Frontier School District voters can expect to have their say on a capital project in May.
But for now, how much the district wants to spend or what it wants to build remains unclear.
The School Board got its first look Tuesday at a state-required building condition survey conducted by its architect, Young & Wright of Buffalo.
Michael Comerford, board president, asked members to examine the improvements recommended in the building survey to set priorities for what will be done.
The evaluation will form the foundation for a capital project plan that must be finalized by late March if it is to go before voters in May.
"These priorities are a starting point. They are a draft," said Shawn P. Wright, a partner in the architectural firm.
Cost estimates range from $2 million to $53 million, depending on what it proposed.
Comerford said the board will have to decide whether to "put the whole enchilada up" for a vote or select specific items for a pared wish list, of sorts.
"I think it shouldn't be how much do we want to spend, but what does the district need in terms of health, safety and bricks and mortar," he said.
The 60-year-old high school needs the most work -- as much as $19.11 million in improvements and upgrades, according to the survey.
These include expanding and renovating the library into a full media center, renovating the science and art wings, as well as the original home and career department.
Auditorium improvements, a reconfigured main entrance to unify offices and electrical and security upgrades also were recommended.

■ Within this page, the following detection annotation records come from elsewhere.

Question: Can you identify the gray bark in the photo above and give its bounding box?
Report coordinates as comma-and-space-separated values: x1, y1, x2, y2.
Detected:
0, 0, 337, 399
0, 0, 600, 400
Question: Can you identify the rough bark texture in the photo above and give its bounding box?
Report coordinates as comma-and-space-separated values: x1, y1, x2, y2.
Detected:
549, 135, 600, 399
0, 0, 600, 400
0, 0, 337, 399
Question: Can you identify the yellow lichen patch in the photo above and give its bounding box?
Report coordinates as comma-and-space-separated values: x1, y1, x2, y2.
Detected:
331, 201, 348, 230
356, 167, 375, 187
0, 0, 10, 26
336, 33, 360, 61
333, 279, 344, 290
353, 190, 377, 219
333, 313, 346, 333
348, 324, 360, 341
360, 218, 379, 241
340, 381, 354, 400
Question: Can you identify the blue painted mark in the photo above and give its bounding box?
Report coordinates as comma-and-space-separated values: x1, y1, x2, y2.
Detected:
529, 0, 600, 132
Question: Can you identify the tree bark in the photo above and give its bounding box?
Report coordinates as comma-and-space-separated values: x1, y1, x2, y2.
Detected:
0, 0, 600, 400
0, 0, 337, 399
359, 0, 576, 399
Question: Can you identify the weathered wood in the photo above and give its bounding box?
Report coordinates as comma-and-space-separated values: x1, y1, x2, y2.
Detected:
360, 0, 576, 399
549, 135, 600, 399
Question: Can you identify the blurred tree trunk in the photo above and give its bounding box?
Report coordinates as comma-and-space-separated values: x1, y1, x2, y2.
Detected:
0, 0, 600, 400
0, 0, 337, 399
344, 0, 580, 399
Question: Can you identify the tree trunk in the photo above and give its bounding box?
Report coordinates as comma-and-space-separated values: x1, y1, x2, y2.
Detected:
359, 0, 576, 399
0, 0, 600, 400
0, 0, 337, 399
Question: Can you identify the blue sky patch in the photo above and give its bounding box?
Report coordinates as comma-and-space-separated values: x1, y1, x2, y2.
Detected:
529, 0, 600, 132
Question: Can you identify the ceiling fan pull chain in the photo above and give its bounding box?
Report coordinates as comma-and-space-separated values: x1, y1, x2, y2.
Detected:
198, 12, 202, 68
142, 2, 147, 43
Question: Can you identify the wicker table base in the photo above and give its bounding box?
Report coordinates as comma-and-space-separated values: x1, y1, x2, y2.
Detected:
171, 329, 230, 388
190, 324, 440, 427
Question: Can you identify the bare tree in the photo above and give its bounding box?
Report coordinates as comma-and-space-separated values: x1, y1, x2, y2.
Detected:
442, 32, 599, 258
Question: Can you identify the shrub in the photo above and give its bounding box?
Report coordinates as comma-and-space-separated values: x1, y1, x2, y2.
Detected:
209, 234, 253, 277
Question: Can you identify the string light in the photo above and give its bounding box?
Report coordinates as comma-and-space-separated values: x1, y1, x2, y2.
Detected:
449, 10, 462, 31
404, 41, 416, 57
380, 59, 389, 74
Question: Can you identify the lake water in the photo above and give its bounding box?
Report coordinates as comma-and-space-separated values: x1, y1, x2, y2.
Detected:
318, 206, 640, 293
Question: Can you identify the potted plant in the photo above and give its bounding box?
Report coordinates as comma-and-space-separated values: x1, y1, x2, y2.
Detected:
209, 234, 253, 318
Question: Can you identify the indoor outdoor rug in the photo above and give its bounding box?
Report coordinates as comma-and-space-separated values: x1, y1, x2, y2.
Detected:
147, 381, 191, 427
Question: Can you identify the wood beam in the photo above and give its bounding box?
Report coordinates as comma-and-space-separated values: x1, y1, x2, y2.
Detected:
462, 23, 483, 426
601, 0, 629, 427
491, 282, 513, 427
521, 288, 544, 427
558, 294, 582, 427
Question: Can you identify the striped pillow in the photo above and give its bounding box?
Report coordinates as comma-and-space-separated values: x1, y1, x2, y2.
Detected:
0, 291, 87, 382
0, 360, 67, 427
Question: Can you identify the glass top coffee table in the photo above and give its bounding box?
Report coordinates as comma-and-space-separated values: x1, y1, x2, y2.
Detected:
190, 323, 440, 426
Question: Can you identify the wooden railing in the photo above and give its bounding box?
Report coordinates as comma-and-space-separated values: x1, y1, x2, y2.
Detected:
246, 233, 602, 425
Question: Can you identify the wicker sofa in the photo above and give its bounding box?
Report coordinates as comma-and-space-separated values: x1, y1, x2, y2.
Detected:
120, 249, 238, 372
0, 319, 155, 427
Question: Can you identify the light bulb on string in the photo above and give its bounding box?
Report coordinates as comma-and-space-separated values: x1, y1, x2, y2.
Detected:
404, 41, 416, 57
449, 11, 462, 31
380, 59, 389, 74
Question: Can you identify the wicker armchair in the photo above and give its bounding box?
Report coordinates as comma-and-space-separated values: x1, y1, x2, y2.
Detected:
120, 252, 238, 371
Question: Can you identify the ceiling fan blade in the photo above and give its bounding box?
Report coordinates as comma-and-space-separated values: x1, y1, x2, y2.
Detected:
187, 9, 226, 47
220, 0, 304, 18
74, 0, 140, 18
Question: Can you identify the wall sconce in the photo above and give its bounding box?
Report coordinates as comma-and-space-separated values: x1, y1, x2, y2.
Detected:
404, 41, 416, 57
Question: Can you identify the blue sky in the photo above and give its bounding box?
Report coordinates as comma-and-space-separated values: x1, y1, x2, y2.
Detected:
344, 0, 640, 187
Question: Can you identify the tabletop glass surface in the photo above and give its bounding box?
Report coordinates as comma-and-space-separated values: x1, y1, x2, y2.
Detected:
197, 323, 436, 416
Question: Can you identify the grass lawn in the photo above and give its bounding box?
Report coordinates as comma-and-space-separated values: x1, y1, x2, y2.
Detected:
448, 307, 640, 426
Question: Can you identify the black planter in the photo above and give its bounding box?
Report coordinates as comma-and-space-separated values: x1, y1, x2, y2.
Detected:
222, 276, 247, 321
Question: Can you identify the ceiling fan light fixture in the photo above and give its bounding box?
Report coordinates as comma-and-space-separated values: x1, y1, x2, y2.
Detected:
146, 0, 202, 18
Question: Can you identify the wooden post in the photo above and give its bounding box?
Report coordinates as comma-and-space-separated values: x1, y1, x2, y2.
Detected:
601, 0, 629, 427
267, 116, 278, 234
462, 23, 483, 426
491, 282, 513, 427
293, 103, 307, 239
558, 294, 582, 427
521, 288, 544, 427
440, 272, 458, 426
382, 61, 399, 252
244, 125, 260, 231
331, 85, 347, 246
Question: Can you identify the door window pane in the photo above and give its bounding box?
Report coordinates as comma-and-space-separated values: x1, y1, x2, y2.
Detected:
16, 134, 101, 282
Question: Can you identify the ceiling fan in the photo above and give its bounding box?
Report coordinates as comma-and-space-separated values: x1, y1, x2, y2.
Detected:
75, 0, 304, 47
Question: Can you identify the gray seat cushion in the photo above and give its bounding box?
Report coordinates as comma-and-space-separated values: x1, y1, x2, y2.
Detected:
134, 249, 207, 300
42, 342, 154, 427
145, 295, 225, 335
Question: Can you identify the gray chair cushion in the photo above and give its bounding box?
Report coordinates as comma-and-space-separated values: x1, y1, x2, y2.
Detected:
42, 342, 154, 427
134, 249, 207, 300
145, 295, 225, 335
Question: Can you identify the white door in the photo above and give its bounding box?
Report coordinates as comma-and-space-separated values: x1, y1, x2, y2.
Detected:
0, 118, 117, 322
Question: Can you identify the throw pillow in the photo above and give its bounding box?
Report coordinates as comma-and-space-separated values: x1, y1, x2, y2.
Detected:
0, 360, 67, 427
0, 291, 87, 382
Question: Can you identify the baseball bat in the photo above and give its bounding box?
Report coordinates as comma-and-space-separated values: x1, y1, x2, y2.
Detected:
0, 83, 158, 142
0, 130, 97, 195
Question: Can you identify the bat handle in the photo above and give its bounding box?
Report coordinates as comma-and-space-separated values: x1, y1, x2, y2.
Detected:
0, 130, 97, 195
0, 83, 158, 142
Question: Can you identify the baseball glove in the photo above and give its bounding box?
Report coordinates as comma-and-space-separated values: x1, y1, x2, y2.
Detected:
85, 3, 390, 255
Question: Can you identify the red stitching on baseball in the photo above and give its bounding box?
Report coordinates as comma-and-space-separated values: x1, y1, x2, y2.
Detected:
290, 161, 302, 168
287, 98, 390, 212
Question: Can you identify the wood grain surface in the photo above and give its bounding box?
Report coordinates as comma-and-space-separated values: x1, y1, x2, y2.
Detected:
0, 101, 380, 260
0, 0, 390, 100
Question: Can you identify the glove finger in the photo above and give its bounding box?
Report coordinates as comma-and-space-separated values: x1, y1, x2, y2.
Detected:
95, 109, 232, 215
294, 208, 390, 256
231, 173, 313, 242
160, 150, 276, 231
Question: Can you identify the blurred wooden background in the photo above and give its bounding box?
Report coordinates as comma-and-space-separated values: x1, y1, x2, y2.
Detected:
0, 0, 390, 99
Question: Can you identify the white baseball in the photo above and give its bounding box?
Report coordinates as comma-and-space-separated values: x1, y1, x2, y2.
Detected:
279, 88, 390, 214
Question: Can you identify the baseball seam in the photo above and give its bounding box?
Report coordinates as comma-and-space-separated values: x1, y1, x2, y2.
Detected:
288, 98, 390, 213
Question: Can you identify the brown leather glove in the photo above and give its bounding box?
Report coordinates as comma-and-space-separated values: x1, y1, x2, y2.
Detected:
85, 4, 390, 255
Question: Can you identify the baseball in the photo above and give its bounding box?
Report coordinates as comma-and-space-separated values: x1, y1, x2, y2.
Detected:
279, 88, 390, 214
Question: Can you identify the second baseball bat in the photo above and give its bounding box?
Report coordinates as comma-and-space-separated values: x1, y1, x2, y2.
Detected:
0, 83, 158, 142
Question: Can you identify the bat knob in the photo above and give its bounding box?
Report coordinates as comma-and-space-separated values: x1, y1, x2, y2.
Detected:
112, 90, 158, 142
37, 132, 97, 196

Officials said they are aware of a time crunch in getting a proposal together and putting it up for a vote. The district fears its level of state aid could be diminished if voters do not approve a project approved by July 1. The state currently reimburses 84 percent of the district's building costs.
Upgrades and improvements are recommended not only at the high school, but also at the middle school and all four elementary schools, as well as the Frontier Educational Center, Frontier Community Learning Center and the district's bus garage.
The wish list includes everything from roofing and new windows to air conditioning and parking improvements.